To save the base and/or key in the conda environment use this before activate it (or unactive then re active again)

conda env config vars set OPENAI_API_BASE=http://localhost:1234/v1 --name ChatDev_conda_env
conda env config vars set OPENAI_API_KEY=any --name ChatDev_conda_env
BackMountainDevil commented 6 months ago

使用Langchain-Chatchat这个项目,调用本地2000端口

我尝试了你的提议,端口上不出意外是2w,应该不是2k(可能是打错了),我用的也是chatglm3-6b-32k,知识库是BAAI/bge-large-zh,能跑,但奇怪的是响应很慢,不是没有响应,而是过好一会才响应,gpu的80g内存够的,最后花了93mins完成一款无法运行的“Snake game in pure html”

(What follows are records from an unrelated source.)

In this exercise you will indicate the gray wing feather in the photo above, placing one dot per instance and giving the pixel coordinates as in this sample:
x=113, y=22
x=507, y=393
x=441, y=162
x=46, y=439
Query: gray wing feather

mroxso commented 6 months ago

For me it wasn't OPENAI_API_BASE, but BASE_URL. After setting this, everything works fine with LiteLLM + Ollama

evmond1 commented 4 months ago

FYI - its not OPEN_API_BASE. if using anaconda on windows you do SET BASE_URL="http://localhost:1234/v1" and then SET OPEN_API_KEY="not needed" . this is if you're using LMstudio. All working my end using Mistral instruct 7B.

image

hemangjoshi37a commented 4 months ago

If anyone has ollama integrated with this then please let me know. thanks a lot. happy coding.

akhil3417 commented 4 months ago

how to go about using other services that like Together.ai offers an OpenAI compatible API, how to set host ?

opencoca commented 4 months ago

If the API is OpenAI compatible you can point at the API endpoint using --api_base as with local models.